Ich denke, durch das praktische Handeln von Kirchengemeinden wird täglich unter Beweis gestellt, daß die Kirchen sich ihrer Verantwortung für die Gestaltung von Familienpolitik bewußt sind. Auch dieser Wettbewerb mit seiner heutigen Preisverleihung zeigt dies deutlich und sagt: Kirche möchte nicht nur dabei sein, sondern sie ist von ihrem Grundauftrag zu einer aktiven Sorge um den Menschen gerade auch in seinen familiären Bezügen verpflichtet. Partnerschaft mit dem Staat ist dabei selbstverständlich.


Allerdings wird dazu dann auch das ständige Ringen um Aufgabenverteilung, Zielsetzungen und Ressourcen gehören.


Ein weiterer wichtiger Gesichtspunkt ergibt sich aus der Tatsache, daß der überwiegende Teil der Familienarbeit in Kirchen, aber auch bei vielen anderen freien Trägern von Ehrenamtlichen geleistet wird. Das ehrenamtliche Engagement will, wie wir gehört haben, auch das NRW-Familienministerium fördern.

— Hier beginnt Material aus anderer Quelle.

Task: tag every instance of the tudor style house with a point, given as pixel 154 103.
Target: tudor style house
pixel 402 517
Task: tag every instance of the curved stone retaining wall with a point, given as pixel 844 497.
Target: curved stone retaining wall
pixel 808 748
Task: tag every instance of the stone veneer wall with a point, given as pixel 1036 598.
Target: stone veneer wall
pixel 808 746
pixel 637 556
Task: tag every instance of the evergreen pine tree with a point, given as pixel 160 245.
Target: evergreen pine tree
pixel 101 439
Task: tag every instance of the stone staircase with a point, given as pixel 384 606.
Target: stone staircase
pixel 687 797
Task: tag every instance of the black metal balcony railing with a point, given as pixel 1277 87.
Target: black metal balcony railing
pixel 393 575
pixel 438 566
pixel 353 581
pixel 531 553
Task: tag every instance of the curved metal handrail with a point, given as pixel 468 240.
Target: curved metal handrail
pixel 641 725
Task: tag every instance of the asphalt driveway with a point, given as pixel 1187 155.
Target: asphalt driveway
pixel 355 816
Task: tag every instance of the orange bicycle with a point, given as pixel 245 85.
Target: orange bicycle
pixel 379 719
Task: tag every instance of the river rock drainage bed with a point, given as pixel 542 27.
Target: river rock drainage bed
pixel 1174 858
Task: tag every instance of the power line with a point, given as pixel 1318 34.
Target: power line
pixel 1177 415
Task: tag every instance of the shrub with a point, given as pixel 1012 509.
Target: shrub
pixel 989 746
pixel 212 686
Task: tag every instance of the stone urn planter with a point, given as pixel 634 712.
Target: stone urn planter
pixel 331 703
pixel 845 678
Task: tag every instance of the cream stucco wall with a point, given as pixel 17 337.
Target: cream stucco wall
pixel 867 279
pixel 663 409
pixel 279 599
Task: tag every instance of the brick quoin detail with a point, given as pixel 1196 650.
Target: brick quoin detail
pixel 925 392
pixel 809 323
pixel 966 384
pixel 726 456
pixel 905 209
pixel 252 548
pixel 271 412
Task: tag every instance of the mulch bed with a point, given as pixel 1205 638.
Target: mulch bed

Auch in anderen politischen programmatischen Erklärungen liegt darauf ein starkes Gewicht.


Das müßte dann aber auch gesellschaftspolitische Folgen haben, etwa : Zertifizierung und Anerkennung solcher Tätigkeiten für berufliche Werdegänge; Auslagenersatz und/oder steuerliche Anerkennung geldwerter Leistungen.


Die Ehrenamtlichen dürfen mit ihrer „Ehre“ die oft – wenn überhaupt – nur in einem flüchtigen Dank zum Ausdruck kommt, nicht allein gelassen werden.


Die Evangelische Frauenhilfe hat zusammen mit anderen Verbänden vor drei Jahren eine wertvolle Initiative zur Strukturierung des Ehrenamtes ergriffen. Eine Reihe von kirchlichen Entscheidungsträgern hat sich dem inzwischen angeschlossen. Eine politische Gestaltwerdung dieser Bestrebungen steht noch aus. Auch in dem Programm des MFJFG ist davon (noch) nichts zu lesen.


Wir können in Staat und Kirche der EAF nur dankbar dafür sein, daß sie mit ihrer Arbeit und besonders mit diesem Wettbewerb der Entwicklung der Familienarbeit neue Impulse gegeben hat. Aber ich kann nicht schließen ohne den besonderen Dank an die preisgekrönten und die vielen anderen Kirchengemeinden, die mit ihrer täglichen engagierten und phantasievollen Arbeit vor Ort aus ihrer christlichen Verantwortung Familienarbeit, und das heißt auch „Politik für Familien“, machen.